Hooch remained like that for around 30 mins i dont know how he didnt fall off hehe xxx


----------



## loops25 (Apr 6, 2010)

hahahhaa that is soooooo cute :001_wub:


----------



## YoshiLea (Aug 11, 2011)

LOL, gave me a good giggle.. Too cute!

L x


----------



## tiggerthumper (Apr 22, 2011)

Lol they really make you laugh sometimes don't they!xox


----------



## The3DChis (Jan 17, 2011)

LMAO! love it!
How that can be comfy i dont know. lol 
Thanks for the laugh.


----------



## xshelly_stanliex (May 4, 2010)

Glad it made you laugh guys, i was in a laughing fit for a very long time lol. 

Michelle x


----------



## LeeM018 (Aug 26, 2010)

:lol: Loving these pics.
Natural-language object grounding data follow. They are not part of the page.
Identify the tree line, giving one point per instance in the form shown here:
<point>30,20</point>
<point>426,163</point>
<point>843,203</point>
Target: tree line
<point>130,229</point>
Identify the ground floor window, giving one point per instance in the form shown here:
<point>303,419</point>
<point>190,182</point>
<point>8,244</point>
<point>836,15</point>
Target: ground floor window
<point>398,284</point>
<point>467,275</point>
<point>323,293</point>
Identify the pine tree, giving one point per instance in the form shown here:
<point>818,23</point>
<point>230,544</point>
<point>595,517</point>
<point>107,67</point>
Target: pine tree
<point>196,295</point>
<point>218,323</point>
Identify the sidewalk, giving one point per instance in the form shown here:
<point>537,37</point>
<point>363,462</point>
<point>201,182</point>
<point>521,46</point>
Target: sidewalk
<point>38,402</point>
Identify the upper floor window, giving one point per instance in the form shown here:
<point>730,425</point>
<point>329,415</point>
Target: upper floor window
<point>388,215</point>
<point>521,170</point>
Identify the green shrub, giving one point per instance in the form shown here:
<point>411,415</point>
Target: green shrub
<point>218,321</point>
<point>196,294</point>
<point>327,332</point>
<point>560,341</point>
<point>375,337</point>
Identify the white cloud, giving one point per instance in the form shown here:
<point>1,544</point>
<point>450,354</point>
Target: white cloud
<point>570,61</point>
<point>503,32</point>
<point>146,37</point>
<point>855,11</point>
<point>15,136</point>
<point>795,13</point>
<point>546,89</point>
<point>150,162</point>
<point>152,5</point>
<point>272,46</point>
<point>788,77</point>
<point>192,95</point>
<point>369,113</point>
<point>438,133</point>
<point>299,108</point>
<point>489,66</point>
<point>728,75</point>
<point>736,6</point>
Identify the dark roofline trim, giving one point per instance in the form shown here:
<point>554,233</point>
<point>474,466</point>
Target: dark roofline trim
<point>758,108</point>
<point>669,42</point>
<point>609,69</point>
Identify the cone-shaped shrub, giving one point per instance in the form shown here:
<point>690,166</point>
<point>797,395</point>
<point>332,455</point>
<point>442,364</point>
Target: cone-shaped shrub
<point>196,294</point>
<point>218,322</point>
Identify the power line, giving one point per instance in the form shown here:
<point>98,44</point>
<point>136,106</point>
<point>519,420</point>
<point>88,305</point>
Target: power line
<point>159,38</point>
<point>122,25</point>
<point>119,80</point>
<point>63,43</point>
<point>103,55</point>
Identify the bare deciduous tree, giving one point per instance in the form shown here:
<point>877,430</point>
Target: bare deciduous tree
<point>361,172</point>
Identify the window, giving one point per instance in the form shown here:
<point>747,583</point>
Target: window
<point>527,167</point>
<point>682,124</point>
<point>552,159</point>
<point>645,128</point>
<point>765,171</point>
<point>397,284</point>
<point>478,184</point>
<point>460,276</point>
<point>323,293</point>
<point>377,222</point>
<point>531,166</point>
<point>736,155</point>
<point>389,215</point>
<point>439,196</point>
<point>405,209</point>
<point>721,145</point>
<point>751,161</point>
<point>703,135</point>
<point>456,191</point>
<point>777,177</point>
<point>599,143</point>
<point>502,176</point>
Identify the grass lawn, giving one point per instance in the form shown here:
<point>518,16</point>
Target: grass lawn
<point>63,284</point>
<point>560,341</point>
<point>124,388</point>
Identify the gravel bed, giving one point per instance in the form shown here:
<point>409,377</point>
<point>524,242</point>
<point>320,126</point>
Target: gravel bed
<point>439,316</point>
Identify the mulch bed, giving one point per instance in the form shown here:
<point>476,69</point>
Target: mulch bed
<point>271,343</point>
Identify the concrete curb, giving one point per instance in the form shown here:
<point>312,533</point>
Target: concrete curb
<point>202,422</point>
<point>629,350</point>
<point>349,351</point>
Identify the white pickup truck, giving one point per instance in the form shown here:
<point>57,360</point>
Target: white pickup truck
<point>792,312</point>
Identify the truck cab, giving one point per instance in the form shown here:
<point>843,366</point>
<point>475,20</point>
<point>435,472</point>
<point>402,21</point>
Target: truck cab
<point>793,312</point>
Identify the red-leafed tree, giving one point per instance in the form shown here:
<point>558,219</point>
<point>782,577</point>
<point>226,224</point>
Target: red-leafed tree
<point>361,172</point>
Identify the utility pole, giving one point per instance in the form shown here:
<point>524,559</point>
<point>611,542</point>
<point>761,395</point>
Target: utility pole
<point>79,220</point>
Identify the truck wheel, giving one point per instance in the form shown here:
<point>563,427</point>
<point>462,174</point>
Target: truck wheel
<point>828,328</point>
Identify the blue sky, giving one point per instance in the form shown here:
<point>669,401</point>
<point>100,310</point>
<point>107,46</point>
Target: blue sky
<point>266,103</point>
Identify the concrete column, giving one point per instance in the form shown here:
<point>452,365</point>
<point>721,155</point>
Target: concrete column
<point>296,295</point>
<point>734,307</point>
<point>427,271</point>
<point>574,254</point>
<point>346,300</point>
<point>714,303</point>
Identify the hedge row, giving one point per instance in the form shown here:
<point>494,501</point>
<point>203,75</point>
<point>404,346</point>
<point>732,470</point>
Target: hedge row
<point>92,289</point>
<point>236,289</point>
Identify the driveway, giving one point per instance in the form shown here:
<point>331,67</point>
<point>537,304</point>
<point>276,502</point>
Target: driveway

Great post!


----------



## sailor (Feb 5, 2010)

brilliant


----------



## Fleur (Jul 19, 2008)

Fab pictures - really made me smile thanks.
He looks very relaxed if not a little uncomfortable


----------



## Staffx (Jan 12, 2011)

I'm trying to look at petforums quietly in the office without anyone knowing, I nearly blew my cover as I started to lol in a very quiet office.

I just had to pretend I was a bit slow and remebered soemthing from last night that was funny


----------